Milano: un derby, due generazioni

L'Inter conta su capitan Zanetti che, dall'alto delle sue 600 presenze in maglia nerazzurra, promette: "Non mi fermo qui". Il Milan invece punta sul brasiliano Pato che, superata la crisi iniziale, ha fatto tre gol in tre partite

Milano: un derby, due generazioni

Appiano Gentile - Racconta che quando venne a sapere di essere stato comprato dall’Inter era in trasferta in Sud Africa con la nazionale argentina. Il ct di allora, Gabriel Passarella, lo chiamò nella sua stanza e gli disse: «Caro Javier, andrai a giocare in Italia». Era il 1994, e a quel tempo Zanetti era un giovane di belle speranze che iniziava «a muovere i primi passi nel calcio professionistico», nonostante avesse al suo attivo oltre 60 presenze nel campionato argentino, condite da 4 reti, e una manciata di apparizioni con la maglia dell’Argentina. Il suo arrivo in nerazzurro fu una scommessa di Massimo Moratti, ottimamente consigliato dall’ex Angelillo.

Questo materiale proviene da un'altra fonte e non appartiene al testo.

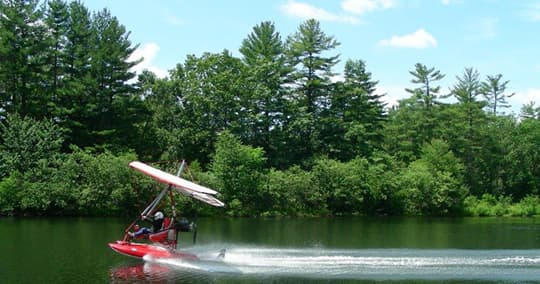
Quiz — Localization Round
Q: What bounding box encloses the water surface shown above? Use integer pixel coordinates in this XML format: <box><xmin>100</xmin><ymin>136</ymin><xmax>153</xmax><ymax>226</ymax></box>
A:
<box><xmin>1</xmin><ymin>217</ymin><xmax>539</xmax><ymax>283</ymax></box>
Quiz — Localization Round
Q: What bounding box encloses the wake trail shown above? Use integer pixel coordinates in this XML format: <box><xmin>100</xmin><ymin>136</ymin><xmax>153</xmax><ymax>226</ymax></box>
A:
<box><xmin>148</xmin><ymin>245</ymin><xmax>540</xmax><ymax>281</ymax></box>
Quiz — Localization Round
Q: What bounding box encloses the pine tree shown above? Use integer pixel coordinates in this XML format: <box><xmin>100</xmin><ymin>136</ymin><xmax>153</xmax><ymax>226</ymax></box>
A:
<box><xmin>239</xmin><ymin>21</ymin><xmax>289</xmax><ymax>166</ymax></box>
<box><xmin>324</xmin><ymin>59</ymin><xmax>385</xmax><ymax>160</ymax></box>
<box><xmin>285</xmin><ymin>19</ymin><xmax>340</xmax><ymax>162</ymax></box>
<box><xmin>446</xmin><ymin>68</ymin><xmax>488</xmax><ymax>195</ymax></box>
<box><xmin>405</xmin><ymin>63</ymin><xmax>445</xmax><ymax>142</ymax></box>
<box><xmin>44</xmin><ymin>0</ymin><xmax>69</xmax><ymax>119</ymax></box>
<box><xmin>57</xmin><ymin>1</ymin><xmax>95</xmax><ymax>146</ymax></box>
<box><xmin>87</xmin><ymin>8</ymin><xmax>140</xmax><ymax>149</ymax></box>
<box><xmin>520</xmin><ymin>102</ymin><xmax>540</xmax><ymax>120</ymax></box>
<box><xmin>286</xmin><ymin>19</ymin><xmax>340</xmax><ymax>115</ymax></box>
<box><xmin>481</xmin><ymin>74</ymin><xmax>515</xmax><ymax>115</ymax></box>
<box><xmin>0</xmin><ymin>0</ymin><xmax>48</xmax><ymax>118</ymax></box>
<box><xmin>406</xmin><ymin>63</ymin><xmax>445</xmax><ymax>113</ymax></box>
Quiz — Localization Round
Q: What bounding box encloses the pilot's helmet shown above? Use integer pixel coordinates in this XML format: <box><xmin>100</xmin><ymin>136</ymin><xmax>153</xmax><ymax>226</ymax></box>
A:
<box><xmin>154</xmin><ymin>211</ymin><xmax>164</xmax><ymax>220</ymax></box>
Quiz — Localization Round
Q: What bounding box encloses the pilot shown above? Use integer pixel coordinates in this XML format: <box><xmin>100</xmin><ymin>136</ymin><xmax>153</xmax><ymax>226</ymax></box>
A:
<box><xmin>129</xmin><ymin>211</ymin><xmax>165</xmax><ymax>238</ymax></box>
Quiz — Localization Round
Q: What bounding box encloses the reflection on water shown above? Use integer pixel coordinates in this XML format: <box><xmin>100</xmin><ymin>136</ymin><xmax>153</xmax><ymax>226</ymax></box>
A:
<box><xmin>110</xmin><ymin>245</ymin><xmax>540</xmax><ymax>283</ymax></box>
<box><xmin>110</xmin><ymin>262</ymin><xmax>216</xmax><ymax>283</ymax></box>
<box><xmin>3</xmin><ymin>217</ymin><xmax>539</xmax><ymax>283</ymax></box>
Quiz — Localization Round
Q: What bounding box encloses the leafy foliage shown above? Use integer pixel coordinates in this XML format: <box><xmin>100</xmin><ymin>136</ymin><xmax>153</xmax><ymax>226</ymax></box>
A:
<box><xmin>210</xmin><ymin>131</ymin><xmax>266</xmax><ymax>216</ymax></box>
<box><xmin>397</xmin><ymin>140</ymin><xmax>467</xmax><ymax>215</ymax></box>
<box><xmin>504</xmin><ymin>119</ymin><xmax>540</xmax><ymax>199</ymax></box>
<box><xmin>0</xmin><ymin>5</ymin><xmax>539</xmax><ymax>217</ymax></box>
<box><xmin>0</xmin><ymin>114</ymin><xmax>63</xmax><ymax>177</ymax></box>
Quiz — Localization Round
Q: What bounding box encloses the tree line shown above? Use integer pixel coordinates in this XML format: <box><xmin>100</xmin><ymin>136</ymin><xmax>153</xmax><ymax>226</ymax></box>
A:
<box><xmin>1</xmin><ymin>0</ymin><xmax>539</xmax><ymax>217</ymax></box>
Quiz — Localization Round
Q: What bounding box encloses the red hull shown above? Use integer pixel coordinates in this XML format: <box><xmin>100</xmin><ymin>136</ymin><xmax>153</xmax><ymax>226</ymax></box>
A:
<box><xmin>108</xmin><ymin>241</ymin><xmax>198</xmax><ymax>260</ymax></box>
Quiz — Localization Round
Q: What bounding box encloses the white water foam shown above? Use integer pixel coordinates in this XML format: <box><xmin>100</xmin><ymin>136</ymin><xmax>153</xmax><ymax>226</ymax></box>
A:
<box><xmin>145</xmin><ymin>245</ymin><xmax>540</xmax><ymax>281</ymax></box>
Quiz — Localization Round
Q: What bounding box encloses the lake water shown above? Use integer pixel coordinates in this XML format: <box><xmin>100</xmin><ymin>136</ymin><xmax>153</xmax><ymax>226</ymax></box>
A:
<box><xmin>1</xmin><ymin>217</ymin><xmax>540</xmax><ymax>283</ymax></box>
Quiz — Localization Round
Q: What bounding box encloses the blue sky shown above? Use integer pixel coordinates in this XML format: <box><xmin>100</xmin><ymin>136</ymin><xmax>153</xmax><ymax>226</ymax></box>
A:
<box><xmin>82</xmin><ymin>0</ymin><xmax>540</xmax><ymax>113</ymax></box>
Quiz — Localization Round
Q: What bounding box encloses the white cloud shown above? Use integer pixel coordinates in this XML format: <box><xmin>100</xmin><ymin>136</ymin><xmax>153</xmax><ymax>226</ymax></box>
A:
<box><xmin>511</xmin><ymin>88</ymin><xmax>540</xmax><ymax>107</ymax></box>
<box><xmin>378</xmin><ymin>28</ymin><xmax>437</xmax><ymax>48</ymax></box>
<box><xmin>129</xmin><ymin>42</ymin><xmax>168</xmax><ymax>78</ymax></box>
<box><xmin>280</xmin><ymin>1</ymin><xmax>359</xmax><ymax>24</ymax></box>
<box><xmin>341</xmin><ymin>0</ymin><xmax>394</xmax><ymax>15</ymax></box>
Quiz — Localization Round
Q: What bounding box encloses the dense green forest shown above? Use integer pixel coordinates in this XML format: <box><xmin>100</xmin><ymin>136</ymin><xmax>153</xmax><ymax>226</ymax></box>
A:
<box><xmin>1</xmin><ymin>0</ymin><xmax>539</xmax><ymax>217</ymax></box>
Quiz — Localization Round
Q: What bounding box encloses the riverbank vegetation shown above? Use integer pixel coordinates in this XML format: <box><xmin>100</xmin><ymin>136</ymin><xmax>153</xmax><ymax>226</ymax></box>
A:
<box><xmin>1</xmin><ymin>1</ymin><xmax>539</xmax><ymax>217</ymax></box>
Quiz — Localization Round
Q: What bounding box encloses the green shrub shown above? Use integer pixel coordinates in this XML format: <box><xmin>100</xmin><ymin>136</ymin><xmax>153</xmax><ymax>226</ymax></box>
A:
<box><xmin>396</xmin><ymin>140</ymin><xmax>468</xmax><ymax>216</ymax></box>
<box><xmin>0</xmin><ymin>172</ymin><xmax>20</xmax><ymax>215</ymax></box>
<box><xmin>510</xmin><ymin>195</ymin><xmax>539</xmax><ymax>216</ymax></box>
<box><xmin>462</xmin><ymin>194</ymin><xmax>536</xmax><ymax>217</ymax></box>
<box><xmin>210</xmin><ymin>131</ymin><xmax>266</xmax><ymax>216</ymax></box>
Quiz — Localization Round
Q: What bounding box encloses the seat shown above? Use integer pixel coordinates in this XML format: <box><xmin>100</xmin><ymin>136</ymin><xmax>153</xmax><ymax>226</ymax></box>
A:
<box><xmin>161</xmin><ymin>217</ymin><xmax>172</xmax><ymax>230</ymax></box>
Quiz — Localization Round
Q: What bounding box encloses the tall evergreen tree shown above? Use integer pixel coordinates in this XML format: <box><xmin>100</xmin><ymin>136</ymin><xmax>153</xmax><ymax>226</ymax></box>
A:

Oggi, all’alba della quattordicesima stagione con la maglia dell’Inter, Javier Zanetti non è più una scommessa ma perfetta sintesi di passato, presente e futuro della Milano a strisce nere e azzurre: dall’esordio datato 27 agosto 1995 (Inter-Vicenza 1-0), Javier ha collezionato 600 gettoni in nerazzurro, lasciandosi dietro gente come Mazzola e Corso e mettendo nel mirino quota 634, dove staziona l’indimenticato Giacinto Facchetti. Ed è proprio dalla figura dell’ex presidente che l’argentino inizia sfogliare l’album dei ricordi nerazzurri. «C’è una fascia di capitano - racconta con un filo di malcelata emozione, sotto gli occhi di un attento Josè Mourinho - da cui non mi separerei mai: ed è quella che portavo in occasione di Fiorentina-Inter del 9 settembre 2006, in ricordo di Giacinto Facchetti. Per il rapporto che avevo con lui, per l'esempio che è stato per tutti noi, per essere stato sempre presente in qualsiasi momento: una persona così non si può dimenticare...».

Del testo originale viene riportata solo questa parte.